While I have known for many years that C. S. Lewis died on this day, November 22, back in 1963, I only just today found out that the Episcopal Church in 2003 created a Feast of Clive Staples Lewis for this day. The Collect for the day reads as follows:
“O God of searing truth and surpassing beauty, we give you thanks for Clive Staples Lewis, whose sanctified imagination lit fires of faith in young and old alike. Surprise us also with your joy and draw us into that new and abundant life which is ours in Christ Jesus, who lives and reigns with you and the Holy Spirit, one God, now and for ever. Amen.“
I add my “amen” to the wording “sanctified imagination.” From The Pilgrim’s Regress to The Screwtape Letters, The Great Divorce, the Ransom Trilogy [Out of the Silent Planet-Perelandra-That Hideous Strength], The Chronicles of Narnia, and Till We Have Faces, Lewis’s sanctified imagination certainly has “lit fires of faith in young and old alike.” I also like the allusion to his autobiography, Surprised by Joy, when the Collect prays that the Lord will surprise us with His joy.

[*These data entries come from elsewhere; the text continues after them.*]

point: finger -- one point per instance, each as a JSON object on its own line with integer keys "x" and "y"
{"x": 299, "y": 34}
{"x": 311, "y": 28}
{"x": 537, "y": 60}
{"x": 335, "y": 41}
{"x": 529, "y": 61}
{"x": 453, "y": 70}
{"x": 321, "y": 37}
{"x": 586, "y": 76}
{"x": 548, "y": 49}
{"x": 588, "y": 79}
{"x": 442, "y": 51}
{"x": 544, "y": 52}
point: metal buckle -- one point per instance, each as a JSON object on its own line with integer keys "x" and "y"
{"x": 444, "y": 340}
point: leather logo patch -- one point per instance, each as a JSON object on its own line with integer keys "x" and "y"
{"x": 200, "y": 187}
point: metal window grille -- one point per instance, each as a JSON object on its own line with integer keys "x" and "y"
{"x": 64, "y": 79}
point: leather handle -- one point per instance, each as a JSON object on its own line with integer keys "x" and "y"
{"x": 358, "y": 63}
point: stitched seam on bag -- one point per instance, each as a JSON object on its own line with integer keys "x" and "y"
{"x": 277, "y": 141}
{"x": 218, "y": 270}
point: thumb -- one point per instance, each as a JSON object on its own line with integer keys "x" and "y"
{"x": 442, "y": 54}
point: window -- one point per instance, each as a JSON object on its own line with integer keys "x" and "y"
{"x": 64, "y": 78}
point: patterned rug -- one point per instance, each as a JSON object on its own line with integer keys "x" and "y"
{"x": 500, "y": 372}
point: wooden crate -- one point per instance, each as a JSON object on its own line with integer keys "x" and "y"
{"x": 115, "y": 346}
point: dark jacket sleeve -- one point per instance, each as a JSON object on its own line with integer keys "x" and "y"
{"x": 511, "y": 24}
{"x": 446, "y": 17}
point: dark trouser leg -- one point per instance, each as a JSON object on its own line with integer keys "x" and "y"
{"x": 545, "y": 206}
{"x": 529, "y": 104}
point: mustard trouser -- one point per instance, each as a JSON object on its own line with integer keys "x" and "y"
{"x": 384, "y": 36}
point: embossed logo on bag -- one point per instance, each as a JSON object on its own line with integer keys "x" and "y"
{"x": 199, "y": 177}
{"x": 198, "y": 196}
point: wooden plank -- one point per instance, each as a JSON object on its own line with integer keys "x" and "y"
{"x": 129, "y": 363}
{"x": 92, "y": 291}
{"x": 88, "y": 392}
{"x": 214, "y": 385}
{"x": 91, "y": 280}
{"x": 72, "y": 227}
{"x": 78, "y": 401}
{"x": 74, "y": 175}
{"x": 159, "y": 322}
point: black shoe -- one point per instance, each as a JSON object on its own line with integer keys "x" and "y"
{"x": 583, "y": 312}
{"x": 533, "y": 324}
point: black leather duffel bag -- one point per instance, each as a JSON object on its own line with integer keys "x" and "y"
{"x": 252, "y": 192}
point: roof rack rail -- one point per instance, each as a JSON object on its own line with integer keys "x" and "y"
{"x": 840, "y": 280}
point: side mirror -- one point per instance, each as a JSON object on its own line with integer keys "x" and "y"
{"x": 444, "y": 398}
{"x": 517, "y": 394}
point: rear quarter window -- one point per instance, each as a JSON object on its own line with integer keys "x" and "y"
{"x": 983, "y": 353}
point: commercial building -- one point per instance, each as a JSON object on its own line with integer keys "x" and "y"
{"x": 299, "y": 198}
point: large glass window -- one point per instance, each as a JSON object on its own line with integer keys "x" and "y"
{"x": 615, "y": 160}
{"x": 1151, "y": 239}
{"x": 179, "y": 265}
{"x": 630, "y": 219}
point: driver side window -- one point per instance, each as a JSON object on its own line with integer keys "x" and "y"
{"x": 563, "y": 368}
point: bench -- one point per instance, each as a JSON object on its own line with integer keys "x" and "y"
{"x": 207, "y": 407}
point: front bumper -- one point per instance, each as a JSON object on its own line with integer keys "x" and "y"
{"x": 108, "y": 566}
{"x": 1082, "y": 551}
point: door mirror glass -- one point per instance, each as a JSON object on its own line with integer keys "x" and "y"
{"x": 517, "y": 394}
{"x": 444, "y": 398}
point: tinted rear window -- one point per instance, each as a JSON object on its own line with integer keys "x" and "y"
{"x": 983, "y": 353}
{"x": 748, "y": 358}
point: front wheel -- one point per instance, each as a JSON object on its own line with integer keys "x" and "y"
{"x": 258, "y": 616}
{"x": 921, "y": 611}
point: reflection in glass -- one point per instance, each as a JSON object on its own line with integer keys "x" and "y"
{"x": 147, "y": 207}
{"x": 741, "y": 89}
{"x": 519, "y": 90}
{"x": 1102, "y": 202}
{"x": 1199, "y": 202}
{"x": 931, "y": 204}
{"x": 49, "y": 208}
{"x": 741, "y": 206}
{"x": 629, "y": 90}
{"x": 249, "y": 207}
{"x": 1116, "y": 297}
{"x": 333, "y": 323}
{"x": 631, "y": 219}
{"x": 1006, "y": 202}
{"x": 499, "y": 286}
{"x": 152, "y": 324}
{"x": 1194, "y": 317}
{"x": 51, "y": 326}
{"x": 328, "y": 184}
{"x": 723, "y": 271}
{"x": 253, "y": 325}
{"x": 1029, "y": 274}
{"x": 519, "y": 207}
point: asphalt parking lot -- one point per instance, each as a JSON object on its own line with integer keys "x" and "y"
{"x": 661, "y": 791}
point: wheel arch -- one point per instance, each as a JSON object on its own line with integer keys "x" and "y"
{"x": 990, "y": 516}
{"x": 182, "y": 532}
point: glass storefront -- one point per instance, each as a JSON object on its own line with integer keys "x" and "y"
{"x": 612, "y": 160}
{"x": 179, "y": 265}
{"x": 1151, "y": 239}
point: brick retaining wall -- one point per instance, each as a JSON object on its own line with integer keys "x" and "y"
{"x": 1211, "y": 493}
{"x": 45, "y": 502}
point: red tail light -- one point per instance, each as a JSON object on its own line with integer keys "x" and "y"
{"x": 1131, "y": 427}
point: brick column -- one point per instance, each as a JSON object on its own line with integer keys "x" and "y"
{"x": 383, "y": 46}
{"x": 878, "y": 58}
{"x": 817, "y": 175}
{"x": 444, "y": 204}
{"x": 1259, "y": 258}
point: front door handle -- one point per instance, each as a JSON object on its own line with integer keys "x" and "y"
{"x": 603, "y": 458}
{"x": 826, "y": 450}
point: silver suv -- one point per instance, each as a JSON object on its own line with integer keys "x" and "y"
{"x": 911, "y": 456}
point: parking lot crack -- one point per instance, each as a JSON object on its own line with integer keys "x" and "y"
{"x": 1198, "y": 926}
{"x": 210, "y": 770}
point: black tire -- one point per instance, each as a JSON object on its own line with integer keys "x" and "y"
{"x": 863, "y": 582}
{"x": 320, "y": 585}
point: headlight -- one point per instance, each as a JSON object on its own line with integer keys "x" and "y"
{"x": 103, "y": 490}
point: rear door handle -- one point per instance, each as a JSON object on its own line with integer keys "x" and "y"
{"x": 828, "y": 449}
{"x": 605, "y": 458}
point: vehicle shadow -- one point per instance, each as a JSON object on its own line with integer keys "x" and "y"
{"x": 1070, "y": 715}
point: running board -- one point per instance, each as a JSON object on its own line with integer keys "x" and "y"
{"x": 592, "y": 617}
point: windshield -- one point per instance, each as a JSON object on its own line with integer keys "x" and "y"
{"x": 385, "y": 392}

The new and abundant life in Christ was the primary focus of Lewis’s Mere Christianity, so the Collect covers a lot of ground in very few words.
We don’t make an idol of any man or woman. Worship belongs to One only. Yet we do mark the lives of those who have impacted the world with their Christian faith. C. S. Lewis is honored on this day for his many contributions. He is worthy of that honor.